Herr Präsident, meine Damen und Herren! Die Aktion "Pflege am Boden" wird am 10. Mai bundesweit und am 12. Mai hier in Hamburg mit Flashmobs und Demos für eine Verbesserung der Situation von Pflegenden, Gepflegten und Angehörigen protestieren, und das aus gutem Grund.

(Beifall bei den GRÜNEN)

Seit Jahren ist die Situation in der Pflege extrem angespannt. Das drängendste Problem, es wurde schon angesprochen, ist der Fachkräftemangel. Schon heute fehlen bundesweit etwa 30 000 Fachkräfte. Allein in der Altenpflege werden bis 2025 etwa 150 000 zusätzliche Kräfte benötigt; andere Schätzungen gehen sogar von einem Bedarf von über 200 000 schon im Jahr 2020 aus.

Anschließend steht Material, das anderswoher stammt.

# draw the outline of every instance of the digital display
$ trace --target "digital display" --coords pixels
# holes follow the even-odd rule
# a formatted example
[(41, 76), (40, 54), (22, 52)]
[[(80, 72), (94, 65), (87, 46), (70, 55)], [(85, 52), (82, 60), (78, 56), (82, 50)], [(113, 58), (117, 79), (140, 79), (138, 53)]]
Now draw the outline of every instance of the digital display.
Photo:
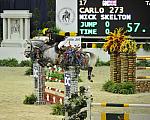
[(150, 1), (78, 0), (78, 34), (106, 36), (123, 27), (132, 37), (150, 37)]

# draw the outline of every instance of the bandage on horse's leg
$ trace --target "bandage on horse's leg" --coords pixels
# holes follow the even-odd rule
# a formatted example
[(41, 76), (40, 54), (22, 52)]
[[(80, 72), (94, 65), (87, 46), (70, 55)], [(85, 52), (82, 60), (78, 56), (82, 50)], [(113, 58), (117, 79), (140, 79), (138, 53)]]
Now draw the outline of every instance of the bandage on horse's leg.
[(88, 80), (90, 80), (91, 82), (93, 82), (93, 81), (91, 80), (92, 70), (93, 70), (93, 67), (88, 67)]

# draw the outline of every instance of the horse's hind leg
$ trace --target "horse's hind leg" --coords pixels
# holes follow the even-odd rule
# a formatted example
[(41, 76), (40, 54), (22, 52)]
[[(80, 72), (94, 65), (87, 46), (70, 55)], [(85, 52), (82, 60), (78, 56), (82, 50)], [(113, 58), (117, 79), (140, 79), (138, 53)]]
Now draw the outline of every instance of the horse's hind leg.
[(93, 81), (91, 80), (92, 70), (93, 70), (93, 67), (88, 67), (88, 80), (90, 80), (91, 82), (93, 82)]

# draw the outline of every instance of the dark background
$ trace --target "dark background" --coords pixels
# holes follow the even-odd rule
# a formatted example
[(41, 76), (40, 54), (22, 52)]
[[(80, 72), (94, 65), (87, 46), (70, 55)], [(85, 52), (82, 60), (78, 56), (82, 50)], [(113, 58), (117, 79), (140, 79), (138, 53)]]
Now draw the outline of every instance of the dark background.
[[(36, 34), (36, 30), (41, 27), (55, 26), (55, 6), (55, 0), (0, 0), (0, 13), (3, 10), (29, 10), (32, 13), (30, 32)], [(0, 41), (2, 26), (0, 18)]]

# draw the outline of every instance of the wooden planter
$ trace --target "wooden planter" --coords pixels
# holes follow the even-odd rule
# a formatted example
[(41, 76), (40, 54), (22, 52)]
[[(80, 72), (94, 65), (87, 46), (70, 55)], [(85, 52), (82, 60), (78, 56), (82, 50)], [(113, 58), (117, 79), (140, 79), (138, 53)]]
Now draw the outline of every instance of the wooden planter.
[(121, 59), (119, 53), (110, 54), (110, 80), (121, 82)]
[(121, 57), (121, 82), (136, 81), (136, 53), (120, 53)]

In der Krankenpflege wurde der Mangel durch die Personalpolitik der Häuser noch verschärft. Der Personalabbau in den Kliniken hat zu einer enormen Arbeitsverdichtung geführt. Das geringe Einkommen von Pflegekräften steht dabei in einem eklatanten Missverhältnis zur Arbeitsbelastung und zur Verantwortung in der Pflege.

(Vereinzelter Beifall bei den GRÜNEN)

Dass die pflegerische Versorgung der Bevölkerung überhaupt aufrechterhalten werden kann, ist einzig dem hohen Engagement und dem hohen Einsatz der Pflegekräfte zu verdanken.